What I find most interesting about your condemnation of Fonda is you, as another woman, have ignored the pertinence of her very female modus operandi. And in spite of your obvious intelligence you fail to question the reason why she would so readily jeopardize her freedom.
I was lucky enough to be fully discharged from the Marine Corps just one year before the Vietnam debacle erupted. But my cousin Tommy, who was more like a younger brother to me, wasn't so lucky. He was drafted and killed just five weeks after arriving in Vietnam.
I became an active organizer and participant in the Vietnam protest movement. As such I was very conscious of the activities of Hollywood personalities who belonged to the movement. Jane Fonda was without question the most active, the most knowledgeable, and the most passionate of the lot. She was one pissed off lady, and as such she devised a way to toss a red hot brick at the Washington power structure behind the "police action" in Vietnam that was killing our troops at an increasing rate.
The problem was the American people weren't paying attention to the fact that our actions in Vietnam were illegal, immoral, and wholly unnecessary. We couldn't get that point across to all the willfully blind and dumb flag-wavers who believed the U.S. was at war and the cause was just. Fonda found a way. What Fonda's very female action was saying to the Secretary of Defense and the President is,
Look here! If you believe this is treason -- arrest me! Prosecute me!

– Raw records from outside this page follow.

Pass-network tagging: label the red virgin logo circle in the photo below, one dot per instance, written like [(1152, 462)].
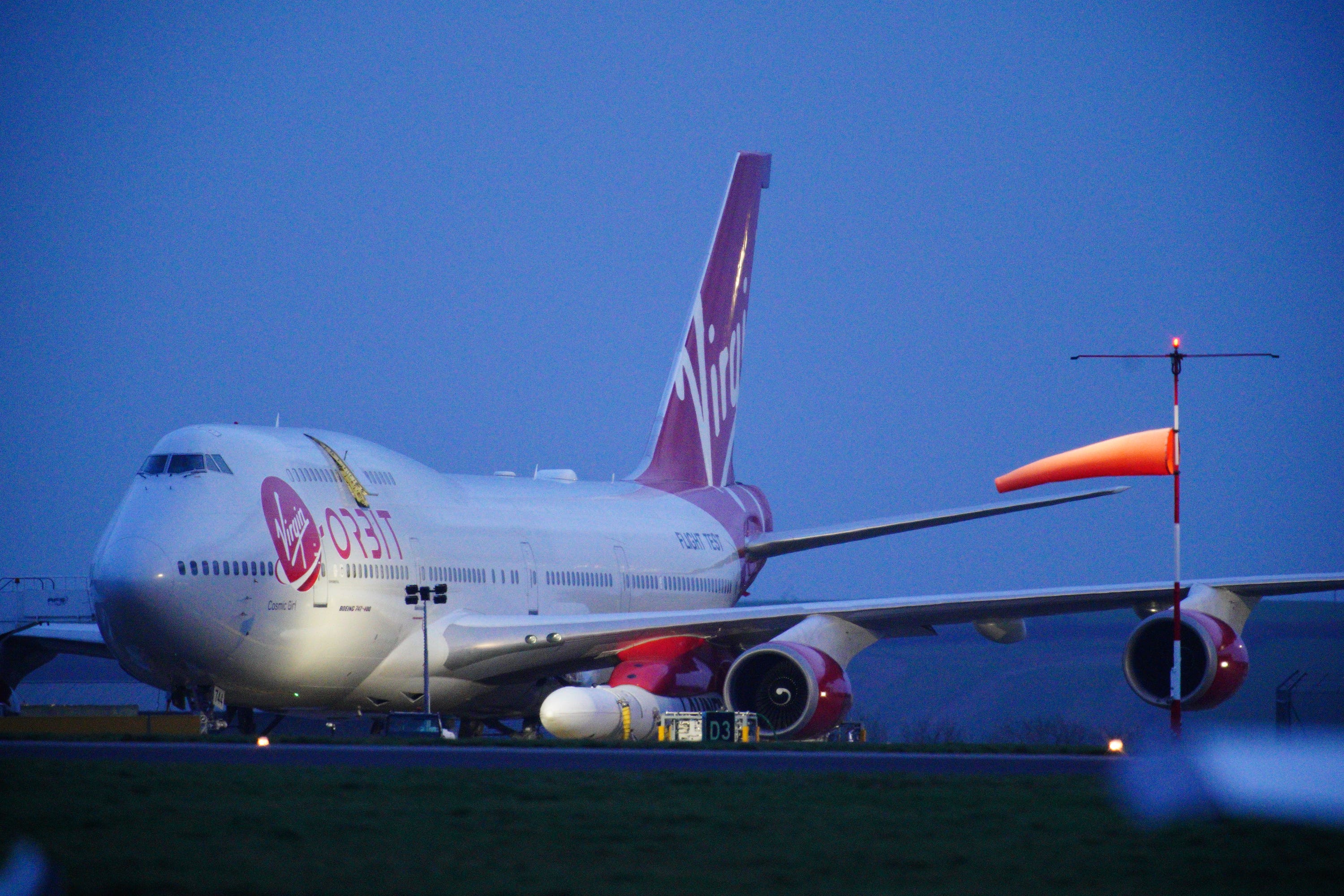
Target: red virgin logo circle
[(299, 546)]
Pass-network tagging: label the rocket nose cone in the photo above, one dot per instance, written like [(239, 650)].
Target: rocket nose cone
[(581, 712)]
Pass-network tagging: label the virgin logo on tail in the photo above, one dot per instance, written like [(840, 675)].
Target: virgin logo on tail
[(299, 546), (714, 389), (693, 443)]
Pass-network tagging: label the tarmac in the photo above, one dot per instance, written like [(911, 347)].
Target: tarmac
[(562, 758)]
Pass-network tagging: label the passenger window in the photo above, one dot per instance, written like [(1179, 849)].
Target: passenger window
[(186, 464)]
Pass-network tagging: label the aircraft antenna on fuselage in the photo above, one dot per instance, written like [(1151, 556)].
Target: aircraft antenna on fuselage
[(347, 476)]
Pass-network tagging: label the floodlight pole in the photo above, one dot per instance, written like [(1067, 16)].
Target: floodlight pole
[(422, 595), (1176, 357), (425, 638)]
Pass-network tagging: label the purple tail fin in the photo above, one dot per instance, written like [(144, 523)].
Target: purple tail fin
[(693, 439)]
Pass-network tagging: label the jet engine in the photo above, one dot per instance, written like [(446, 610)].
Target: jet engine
[(795, 689), (1213, 660)]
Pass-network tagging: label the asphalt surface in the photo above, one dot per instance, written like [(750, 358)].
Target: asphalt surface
[(561, 758)]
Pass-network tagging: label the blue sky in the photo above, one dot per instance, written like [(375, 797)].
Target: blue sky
[(472, 236)]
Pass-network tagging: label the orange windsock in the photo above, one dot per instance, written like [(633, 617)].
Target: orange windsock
[(1152, 453)]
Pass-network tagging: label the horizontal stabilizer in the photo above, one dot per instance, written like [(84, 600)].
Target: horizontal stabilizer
[(771, 544)]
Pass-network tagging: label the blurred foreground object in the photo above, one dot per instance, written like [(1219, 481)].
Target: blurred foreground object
[(1246, 774), (29, 874)]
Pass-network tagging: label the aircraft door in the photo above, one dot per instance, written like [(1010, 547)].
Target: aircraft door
[(623, 569), (319, 589), (533, 597), (417, 570)]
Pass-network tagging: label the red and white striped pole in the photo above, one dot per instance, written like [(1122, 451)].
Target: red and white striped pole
[(1176, 357)]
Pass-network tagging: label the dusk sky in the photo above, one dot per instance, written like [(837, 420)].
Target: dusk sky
[(474, 234)]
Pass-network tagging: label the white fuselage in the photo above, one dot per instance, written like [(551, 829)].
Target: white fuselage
[(177, 614)]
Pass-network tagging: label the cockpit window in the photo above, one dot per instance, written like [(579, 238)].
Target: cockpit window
[(186, 464), (177, 464)]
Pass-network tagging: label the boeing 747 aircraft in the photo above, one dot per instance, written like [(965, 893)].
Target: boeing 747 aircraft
[(273, 564)]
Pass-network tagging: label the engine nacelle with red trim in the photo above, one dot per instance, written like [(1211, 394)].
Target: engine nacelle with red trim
[(1213, 660), (796, 691), (681, 667)]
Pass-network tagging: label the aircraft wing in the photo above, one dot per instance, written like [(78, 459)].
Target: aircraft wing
[(500, 649), (61, 637), (34, 644), (771, 544)]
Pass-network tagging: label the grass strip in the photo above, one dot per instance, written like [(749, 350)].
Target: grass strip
[(138, 828)]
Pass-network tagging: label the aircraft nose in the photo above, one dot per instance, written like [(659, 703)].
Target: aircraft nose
[(134, 564), (132, 577)]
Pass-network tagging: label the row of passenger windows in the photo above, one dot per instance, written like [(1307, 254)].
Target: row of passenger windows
[(470, 575), (177, 464), (581, 579), (377, 571), (311, 474), (693, 583), (228, 567)]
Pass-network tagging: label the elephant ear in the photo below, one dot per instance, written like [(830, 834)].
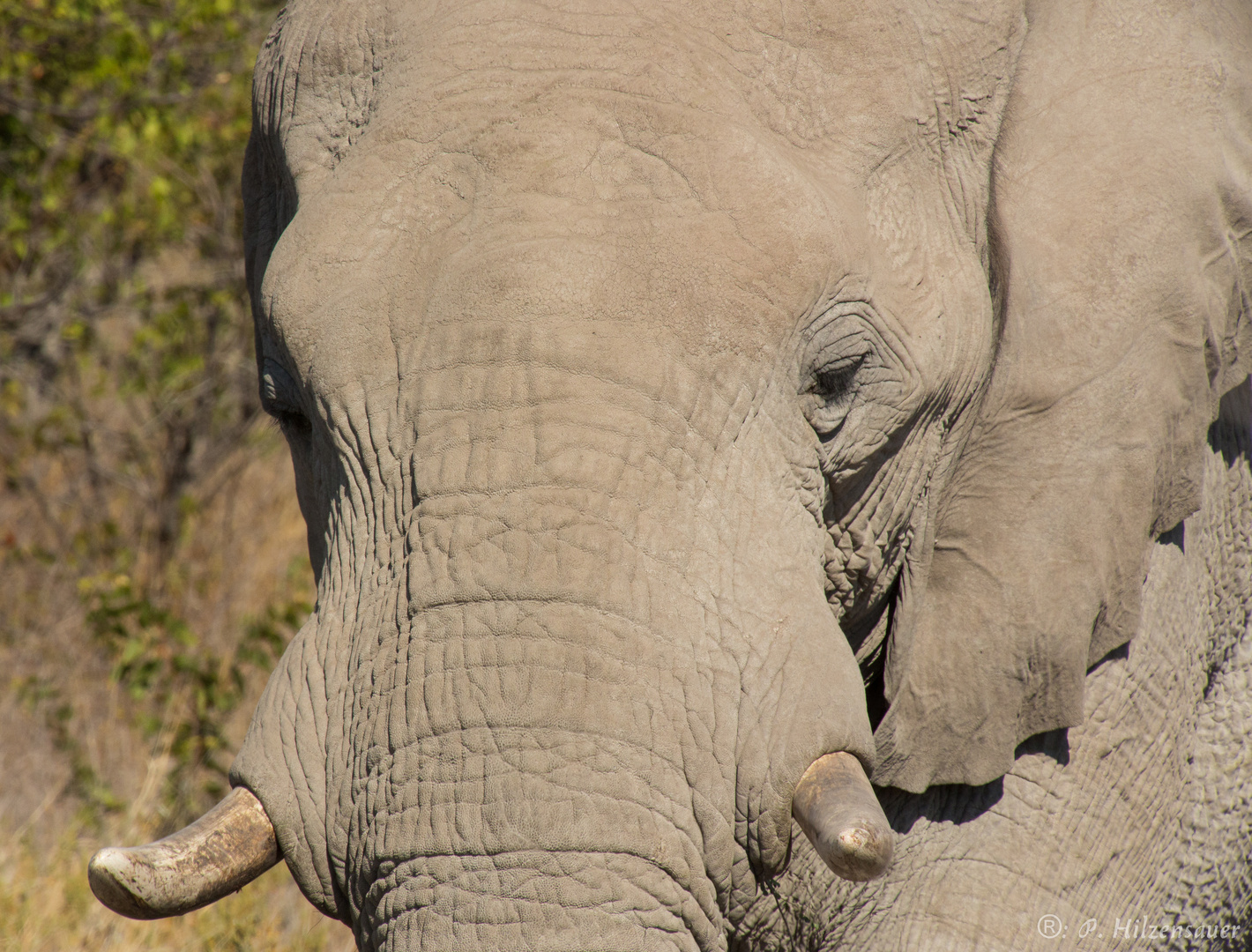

Why do you suppose she did that? And why do you suppose they didn't dare to arrest and prosecute her? Because to do so would necessarily have clearly revealed the Tonkin Gulf lie, along with other lies, and call public attention to the fact that our troops were suffering and dying for no good reason in an illegal, immoral, and unnecessary military adventure.
Her action is hard for most men to understand, because what Fonda did was an angry and frustrated woman's way of doing things. And although she did get a bit too carried away in her performance, the bottom line is she did manage to contribute to the shortening of the Vietnam misadventure. Because those who were capable of looking beyond the surface were made to see the truth.
Fonda showed it to them by posing the very obvious question of why she was not prosecuted for treason. That is the question all who so despise "Hanoi Jane" need to ask themselves and to look more deeply for the answer.
The bottom line is she was more bravely patriotic than were most of us. She took one hell of a chance.